Support for Versioning

The use-case for support for versioning that Typedpy addresses is deserializing different versions of the dictionary representing the structure, to match the latest Structure definition.

For example, suppose you saved a JSON object that adheres to some strict schema, and occasionally that schema had to evolve to include new fields, or update existing ones. When you read it again, you always want to map to the latest schema, which is what you are currently using. Importantly, this is not meant to be used to manage evolving schema changes in a performant production system. In such a case, use a proper schema management framework, such as Alembic.

The requirement: Typedpy expects the dictionary to have a “version” field, that has increasing consecutive integer values, starting from 1. Next, you need to provide a list of mappers. Each mapper defines how to convert from the corresponding version to the next. These mappers are, in general, similar to the regular “serialization mappers” of Typedpy, but they add 2 new features:

  1. Constant(val) - the value is a constant. This is useful when you introduced a new field in a more recent version and you want to define that when converting older versions, we need to populate it with a default value.

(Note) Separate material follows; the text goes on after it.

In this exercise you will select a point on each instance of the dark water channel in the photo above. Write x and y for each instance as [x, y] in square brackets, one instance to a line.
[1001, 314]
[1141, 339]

  2. Deleted - The newer version no longer has this field, and it should be dropped

Typedpy has two types of API’s to handle it.

Low-Level API

Example of usage:

versions_mapping = [
        # Mapping from version 1 to 2
    {
        "j": Constant(100),
        "old_bar._mapper": {
            "a": FunctionCall(func=lambda x: [i * 2 for i in x], args=["a"]),
        },
        "old_m": Constant({"abc": "xyz"})
    },

        # mapping from version 2 to 3
    {
        "old_bar._mapper": {
            "s": "sss",
            "sss": Deleted
        },
        "bar": "old_bar",
        "m": "old_m",
        "old_m": Deleted,
        "old_bar": Deleted,
    },

        # mapping from version 3 to 4
    {
        "i": FunctionCall(func=lambda x: x * 100, args=["i"])
    }
]

in_version_1 = {
    "version": 1,
    "old_bar": {
        "a": [5, 8, 2],
        "sss": "john",
    },
    "i": 2,
    "old_m": {"a": "aa", "b": "bb"}
}

assert convert_dict(in_version_1, versions_mapping) == {
    "version": 4,
    "bar": {
        "a": [10, 16, 4],
        "s": "john",
    },
    "i": 200,
    "j": 100,
    "m": {"abc": "xyz"},
}

Explanation: The function convert_dict will apply all the applicable mappings based on the version of the input. In this case, it needs to replay all of them, since the raw input is at version 1.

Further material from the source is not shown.